吉田サム氏(本人提供)

 ふてぶてしい態度をとって嫌われたり、刑務官に悪事を告げ口したり、様々な理由によって“死のゴーサイン”が出された囚人は、部屋の片隅でリンチされる。吉田氏は、その生々しい実態を明かす。

「人だかりの奥から、ドスッドスッと肉を殴る音や、口をふさがれてモゴモゴうめく声が聞こえるんですよ。様子を見に行こうとしたら、普段はニコニコしている黒人の長老に、怖い顔で『Don’t!』と制されてね。5~6分後、物音がしなくなると、手を真っ赤に腫らした白人の男が『Fuck You』と吐き捨てながら出てきました。次の日、リンチされた囚人の姿はなかったので、ひっそり闇に葬られたのでしょう」

血管に刺してあえぎ声をあげながら

 刑務所内では薬物も蔓延(まんえん)していた。吉田氏のベッドの下段にいた囚人は、ヘロインの入った注射器を腕の血管にグリグリと刺してあえぎ声をあげながら、「Do you want?」と勧めてきたという。針は囚人同士で使いまわしているため、肝炎のリスクもある。吉田氏は「I wanna be a human(俺はまだ人間でいたい)」と丁重にお断りした。

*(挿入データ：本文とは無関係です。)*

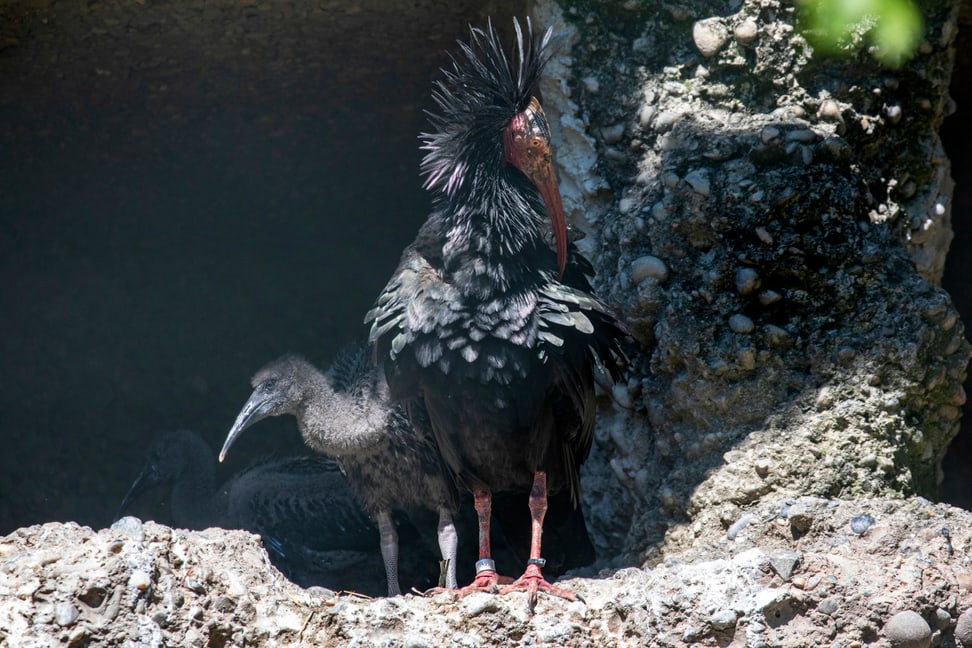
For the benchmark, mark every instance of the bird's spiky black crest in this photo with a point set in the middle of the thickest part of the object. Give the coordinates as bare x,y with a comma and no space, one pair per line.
479,96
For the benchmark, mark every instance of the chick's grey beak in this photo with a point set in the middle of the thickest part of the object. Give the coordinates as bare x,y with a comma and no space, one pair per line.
256,409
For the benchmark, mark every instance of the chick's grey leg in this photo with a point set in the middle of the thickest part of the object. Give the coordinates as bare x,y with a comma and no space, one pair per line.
448,544
389,551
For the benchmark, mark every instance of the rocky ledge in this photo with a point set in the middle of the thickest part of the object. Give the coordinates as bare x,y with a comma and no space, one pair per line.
792,573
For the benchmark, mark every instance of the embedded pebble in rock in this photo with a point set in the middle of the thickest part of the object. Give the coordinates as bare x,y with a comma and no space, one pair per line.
746,31
747,281
613,134
963,629
784,563
829,110
800,518
762,466
768,134
723,619
65,614
777,336
828,606
645,115
768,297
648,266
129,526
698,179
741,324
710,35
893,113
908,629
139,580
739,525
862,522
666,120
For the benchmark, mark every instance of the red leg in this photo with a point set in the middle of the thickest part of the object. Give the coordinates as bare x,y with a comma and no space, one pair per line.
532,579
487,580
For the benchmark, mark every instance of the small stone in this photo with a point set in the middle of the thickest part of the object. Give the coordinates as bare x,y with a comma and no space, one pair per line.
741,324
893,113
747,281
648,266
613,134
801,135
723,620
800,518
65,614
828,606
784,563
862,522
963,629
768,297
139,580
768,134
908,630
829,110
698,179
943,619
762,467
666,119
739,525
224,604
746,32
645,115
764,236
777,337
130,527
710,36
479,603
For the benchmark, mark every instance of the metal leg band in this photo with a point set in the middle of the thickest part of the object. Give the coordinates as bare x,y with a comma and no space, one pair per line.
486,564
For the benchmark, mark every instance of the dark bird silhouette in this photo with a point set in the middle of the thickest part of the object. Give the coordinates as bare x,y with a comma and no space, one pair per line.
487,332
347,415
308,518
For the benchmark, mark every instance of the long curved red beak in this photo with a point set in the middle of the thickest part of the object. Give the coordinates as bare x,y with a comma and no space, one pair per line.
526,145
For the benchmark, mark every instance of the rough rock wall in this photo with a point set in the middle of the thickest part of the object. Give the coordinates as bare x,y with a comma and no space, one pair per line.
772,227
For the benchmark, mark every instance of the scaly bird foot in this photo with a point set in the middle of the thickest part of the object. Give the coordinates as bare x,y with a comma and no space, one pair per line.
486,580
532,581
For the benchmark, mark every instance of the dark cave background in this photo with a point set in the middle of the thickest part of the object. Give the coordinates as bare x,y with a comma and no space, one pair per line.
189,189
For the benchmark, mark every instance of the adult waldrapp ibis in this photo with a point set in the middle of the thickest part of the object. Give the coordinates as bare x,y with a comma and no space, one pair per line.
346,414
488,330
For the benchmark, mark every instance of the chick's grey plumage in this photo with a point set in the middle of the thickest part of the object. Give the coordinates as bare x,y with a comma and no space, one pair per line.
302,507
346,414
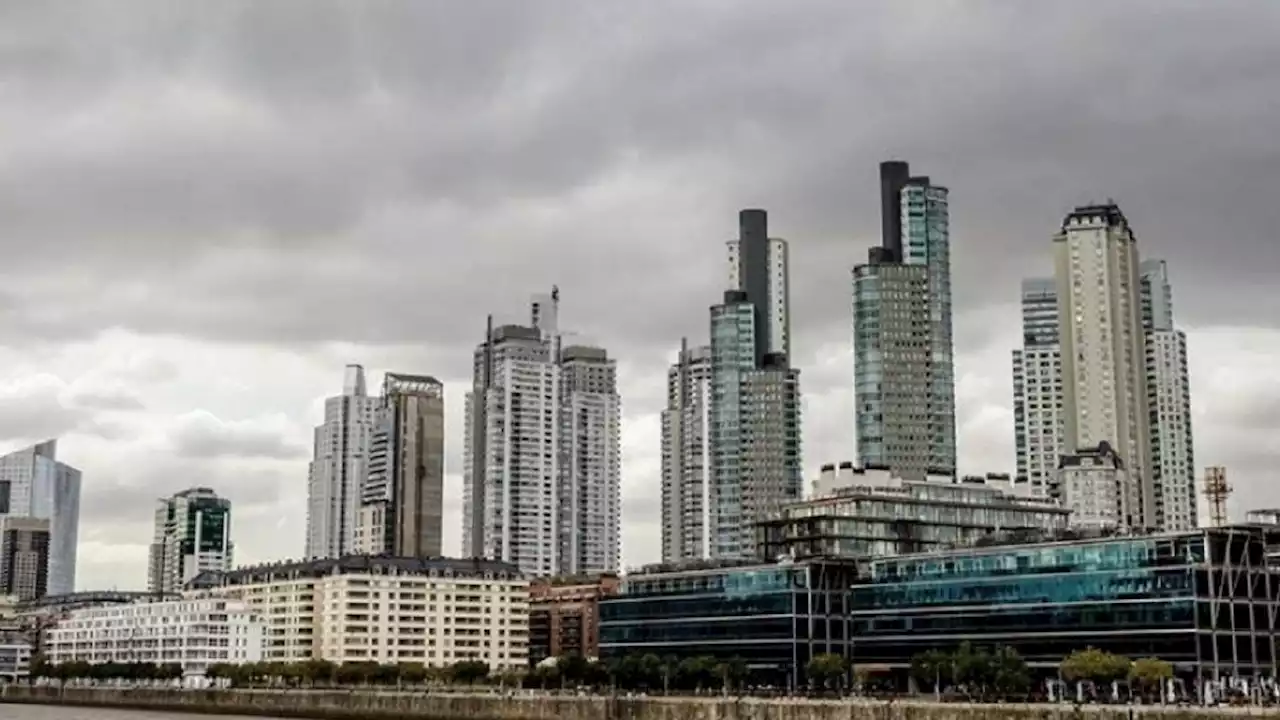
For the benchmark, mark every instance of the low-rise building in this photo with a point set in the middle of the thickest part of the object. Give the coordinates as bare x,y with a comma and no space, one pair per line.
14,656
563,615
869,513
1203,600
772,616
379,609
193,632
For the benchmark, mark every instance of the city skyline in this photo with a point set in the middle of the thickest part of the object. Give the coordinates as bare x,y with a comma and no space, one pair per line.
369,201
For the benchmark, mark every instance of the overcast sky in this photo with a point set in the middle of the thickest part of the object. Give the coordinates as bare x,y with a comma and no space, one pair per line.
208,209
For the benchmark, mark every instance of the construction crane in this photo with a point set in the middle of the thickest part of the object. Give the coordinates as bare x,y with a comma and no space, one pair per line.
1216,491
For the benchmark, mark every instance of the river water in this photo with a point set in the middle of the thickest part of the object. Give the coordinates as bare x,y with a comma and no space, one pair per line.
50,712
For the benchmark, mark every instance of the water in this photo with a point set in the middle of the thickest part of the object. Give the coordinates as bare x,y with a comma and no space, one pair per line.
50,712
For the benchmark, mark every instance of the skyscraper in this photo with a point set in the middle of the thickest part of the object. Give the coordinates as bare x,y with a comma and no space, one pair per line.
44,488
1038,390
686,456
23,556
904,374
338,468
543,450
1169,409
754,417
402,499
192,534
1102,350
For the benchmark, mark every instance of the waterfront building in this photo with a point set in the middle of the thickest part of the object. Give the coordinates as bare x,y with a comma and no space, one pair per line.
754,414
337,473
1205,601
23,557
36,484
1102,350
871,513
362,609
192,534
904,372
772,616
563,616
402,497
1169,406
543,446
686,456
191,632
1038,390
14,657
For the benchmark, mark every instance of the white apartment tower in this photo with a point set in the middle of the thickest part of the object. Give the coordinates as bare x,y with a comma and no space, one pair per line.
1038,391
686,456
192,536
1102,350
1169,406
543,450
338,468
35,484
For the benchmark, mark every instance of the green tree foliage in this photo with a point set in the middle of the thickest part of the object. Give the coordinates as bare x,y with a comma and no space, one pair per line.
827,670
1095,665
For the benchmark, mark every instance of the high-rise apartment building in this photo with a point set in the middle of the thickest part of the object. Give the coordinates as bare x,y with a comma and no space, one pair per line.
686,456
23,557
402,499
338,468
904,373
192,536
754,415
44,488
1102,351
543,450
1038,391
1169,409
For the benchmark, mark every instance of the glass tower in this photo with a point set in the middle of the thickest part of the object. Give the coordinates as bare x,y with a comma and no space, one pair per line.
904,374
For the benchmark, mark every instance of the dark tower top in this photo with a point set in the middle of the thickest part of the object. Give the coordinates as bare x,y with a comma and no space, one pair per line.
895,174
753,265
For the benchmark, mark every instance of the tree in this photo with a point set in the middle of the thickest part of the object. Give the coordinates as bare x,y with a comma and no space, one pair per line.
1009,673
826,670
1150,675
469,671
932,668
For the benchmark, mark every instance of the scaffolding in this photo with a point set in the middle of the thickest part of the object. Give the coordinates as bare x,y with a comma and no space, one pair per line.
1216,491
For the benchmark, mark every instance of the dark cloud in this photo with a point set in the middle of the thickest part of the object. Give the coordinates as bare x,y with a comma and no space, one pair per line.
201,434
366,181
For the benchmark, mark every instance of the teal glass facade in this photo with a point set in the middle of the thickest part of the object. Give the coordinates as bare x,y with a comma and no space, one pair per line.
732,358
775,618
1203,600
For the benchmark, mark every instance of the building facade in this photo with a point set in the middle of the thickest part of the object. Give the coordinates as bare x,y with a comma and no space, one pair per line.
402,497
565,616
191,632
192,536
338,468
23,557
1202,600
754,415
1169,406
543,450
1102,350
1038,390
772,616
361,609
39,486
869,513
904,372
686,456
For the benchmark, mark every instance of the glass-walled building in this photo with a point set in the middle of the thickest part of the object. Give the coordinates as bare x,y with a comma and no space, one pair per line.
1203,600
877,515
775,618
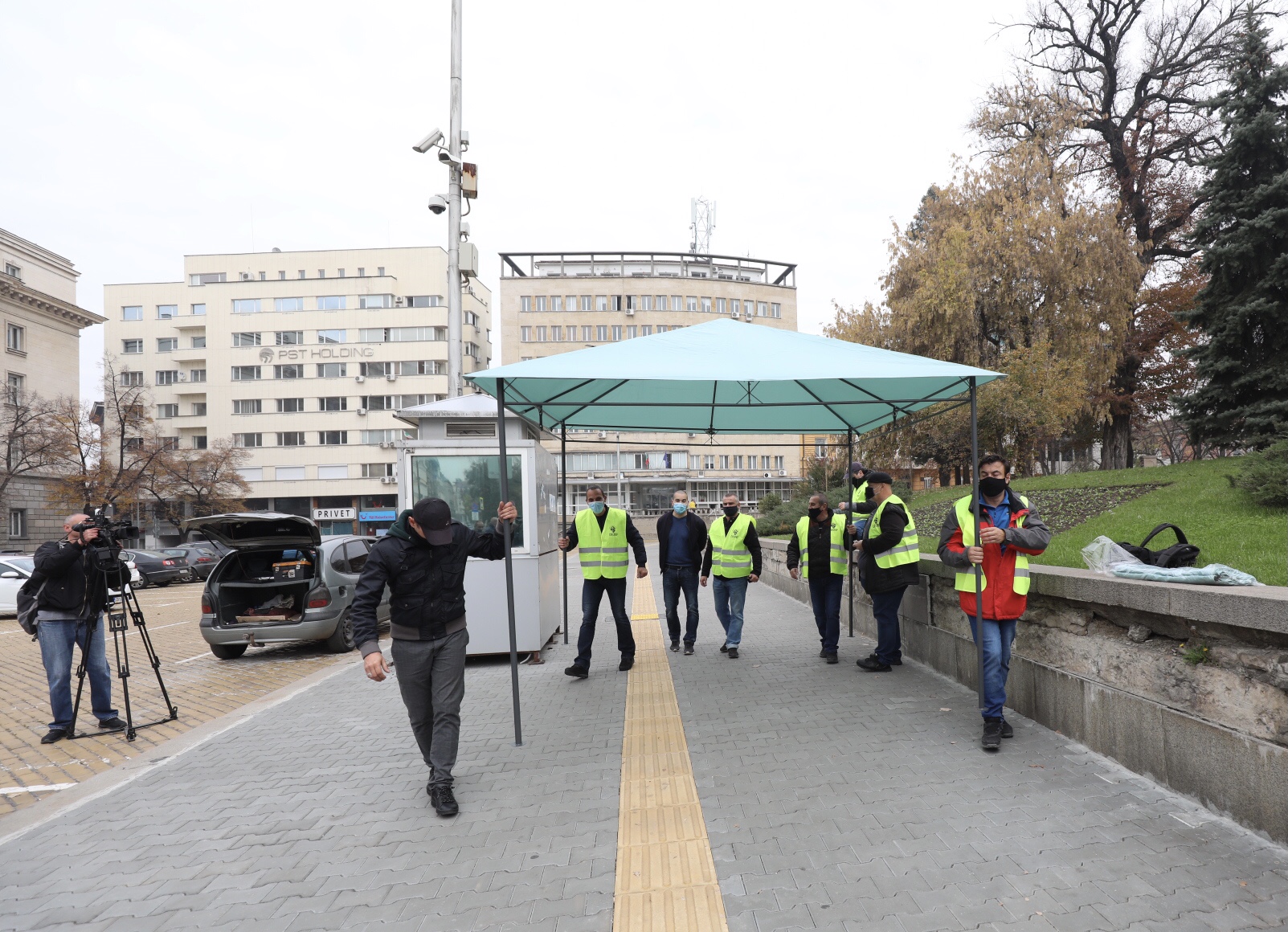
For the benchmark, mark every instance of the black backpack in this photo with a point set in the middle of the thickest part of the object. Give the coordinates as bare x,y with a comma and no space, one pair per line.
1180,554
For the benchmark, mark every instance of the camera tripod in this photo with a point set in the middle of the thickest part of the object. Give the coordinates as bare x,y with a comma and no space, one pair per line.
121,611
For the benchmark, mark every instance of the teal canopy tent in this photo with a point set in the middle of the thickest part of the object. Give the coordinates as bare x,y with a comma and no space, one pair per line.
723,378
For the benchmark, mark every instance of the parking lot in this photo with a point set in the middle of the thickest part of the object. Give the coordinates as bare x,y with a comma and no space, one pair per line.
201,686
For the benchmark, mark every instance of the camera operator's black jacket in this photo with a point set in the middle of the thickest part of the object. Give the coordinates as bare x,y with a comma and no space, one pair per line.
72,583
427,582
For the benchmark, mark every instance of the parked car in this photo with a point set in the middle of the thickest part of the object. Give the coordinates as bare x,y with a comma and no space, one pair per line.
155,569
280,582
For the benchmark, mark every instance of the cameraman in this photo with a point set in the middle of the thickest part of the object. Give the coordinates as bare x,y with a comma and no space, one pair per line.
72,596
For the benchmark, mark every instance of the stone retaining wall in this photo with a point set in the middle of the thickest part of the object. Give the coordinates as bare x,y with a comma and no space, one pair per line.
1099,660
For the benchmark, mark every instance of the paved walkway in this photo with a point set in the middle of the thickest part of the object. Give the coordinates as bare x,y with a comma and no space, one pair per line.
832,799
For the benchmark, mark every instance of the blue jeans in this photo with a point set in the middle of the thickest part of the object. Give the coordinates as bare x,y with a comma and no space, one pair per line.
591,594
885,609
674,579
824,596
999,637
730,595
55,653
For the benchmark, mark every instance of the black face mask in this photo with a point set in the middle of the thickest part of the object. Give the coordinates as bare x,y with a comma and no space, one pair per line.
992,485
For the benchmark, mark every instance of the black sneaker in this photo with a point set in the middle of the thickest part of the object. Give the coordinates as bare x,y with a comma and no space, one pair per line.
992,739
444,801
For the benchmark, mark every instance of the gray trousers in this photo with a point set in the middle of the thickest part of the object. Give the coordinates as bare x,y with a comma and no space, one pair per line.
431,681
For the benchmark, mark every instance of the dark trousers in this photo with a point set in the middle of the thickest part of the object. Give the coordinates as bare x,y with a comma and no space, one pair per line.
824,596
885,608
591,592
431,681
674,579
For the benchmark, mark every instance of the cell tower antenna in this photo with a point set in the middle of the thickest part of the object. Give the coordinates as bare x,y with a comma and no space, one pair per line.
702,220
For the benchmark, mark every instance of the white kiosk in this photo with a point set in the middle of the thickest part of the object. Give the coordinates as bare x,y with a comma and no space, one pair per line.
456,459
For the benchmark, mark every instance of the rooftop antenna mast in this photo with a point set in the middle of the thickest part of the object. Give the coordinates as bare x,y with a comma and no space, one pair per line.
702,220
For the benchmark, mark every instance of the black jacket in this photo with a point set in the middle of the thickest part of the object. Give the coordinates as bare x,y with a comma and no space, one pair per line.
427,583
71,581
875,578
697,538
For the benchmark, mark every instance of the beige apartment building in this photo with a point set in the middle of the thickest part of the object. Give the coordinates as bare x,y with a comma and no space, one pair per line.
42,326
562,301
303,358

 一体、囚人たちはどこから薬物を手に入れるのか。不思議に思って黒人グループの長老に尋ねると、「知らないほうがいい」と返ってきたというが、吉田氏はこう推測する。

「アメリカの刑務官は給料が安いので、囚人に買収されている人はいっぱいいると思う。刑務所に出入りする業者が、パンの袋なんかにしのばせて運んでくるケースもあるでしょう」

 もう一つ、囚人たちの楽しみとして横行していたのがギャンブルだ。房内は常にテレビがついており、みんなスポーツの試合を見ながら賭け事に興じる。といっても刑務所で現金は使えない。賭けるのは「Maruchan」。日本でもおなじみの即席ラーメンだ。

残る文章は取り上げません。